AAMI data also identified that afternoons were prime time for road accidents, coinciding with many states' school zone periods
While each state’s hot spots had its unique nuances, challenges and factors contributing to it taking out the number one crash spot, AAMI’s Head of Motor Claims Anna Cartwright said there was a common thread.
“We see that a majority of the top hot spots identified are highways or busy major arterial roads, that intersect with local streets through high traffic industrial, educational and shopping precincts, meaning they are consistently busy throughout the day,” Ms Cartwright said.
Anna Cartwright, AAMI's Head of Motor Claims
Most risks on the road can be mitigated if people pay attention and drive to the conditions.
AAMI's data also identified that nose-to-tail style collisions were the most common type of crash at almost all hot spots. The data also reveals afternoons - between 1 and 4.30pm - as the most common time for accidents, with almost one-third of accidents occurring during this timeframe.
One positive result from the 2022 report is the incidence of collisions at Plenty Rd Bundoora, which over the past five years, has steadily declined.
AAMI is pleased to see that after many years of collisions in this location, the Victorian Government implemented a speed reduction trial, which led to a now permanent change.
We know that speed is undoubtedly a key factor, and by sharing data insights with the Victorian Government, we’re thrilled that the trial has resulted in a permanent lowering of the speed limit from 80km/h to 70km/h.
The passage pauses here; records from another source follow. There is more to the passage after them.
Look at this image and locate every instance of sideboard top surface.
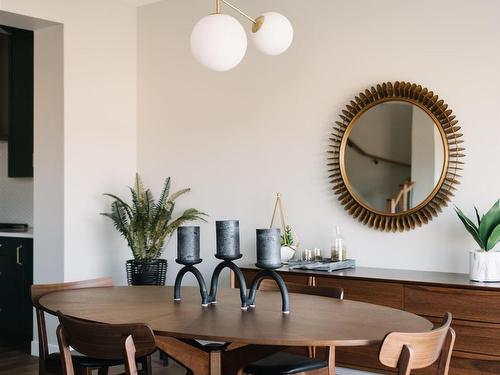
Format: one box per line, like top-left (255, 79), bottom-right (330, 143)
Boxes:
top-left (240, 265), bottom-right (500, 290)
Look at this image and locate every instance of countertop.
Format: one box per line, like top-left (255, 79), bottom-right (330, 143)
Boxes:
top-left (0, 228), bottom-right (33, 238)
top-left (240, 265), bottom-right (500, 290)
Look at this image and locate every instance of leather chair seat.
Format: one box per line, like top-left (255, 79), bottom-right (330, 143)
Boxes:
top-left (244, 352), bottom-right (328, 375)
top-left (46, 353), bottom-right (123, 373)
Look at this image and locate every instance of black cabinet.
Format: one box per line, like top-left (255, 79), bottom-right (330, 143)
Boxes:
top-left (0, 26), bottom-right (34, 177)
top-left (0, 237), bottom-right (33, 347)
top-left (8, 29), bottom-right (34, 177)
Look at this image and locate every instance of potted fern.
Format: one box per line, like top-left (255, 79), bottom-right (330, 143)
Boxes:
top-left (102, 174), bottom-right (205, 285)
top-left (455, 200), bottom-right (500, 282)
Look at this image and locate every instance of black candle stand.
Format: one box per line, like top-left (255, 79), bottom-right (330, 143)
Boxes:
top-left (174, 259), bottom-right (209, 306)
top-left (248, 265), bottom-right (290, 314)
top-left (208, 254), bottom-right (248, 310)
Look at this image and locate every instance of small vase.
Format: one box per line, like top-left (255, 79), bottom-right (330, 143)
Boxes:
top-left (469, 250), bottom-right (500, 282)
top-left (281, 246), bottom-right (295, 263)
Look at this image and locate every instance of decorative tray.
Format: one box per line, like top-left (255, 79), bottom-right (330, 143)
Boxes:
top-left (288, 258), bottom-right (356, 272)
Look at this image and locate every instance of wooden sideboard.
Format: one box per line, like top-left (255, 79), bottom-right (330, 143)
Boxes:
top-left (236, 266), bottom-right (500, 375)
We hope the reduction in speed will continue to reduce crashes and finally knock Plenty Road Bundoora off the top of our hot spot list.
AAMI has been tackling road safety head-on by revealing where accidents most commonly occur across Australia since 1994, to highlight to motorists the importance of driving safely and being extra vigilant, particularly at identified locations.
“All it takes is a split second of not having your eyes on the road, for you to miss one Stop or Give Way sign or for you to divert your attention to something other than the task at hand, for things to go wrong,” Ms Cartwright said.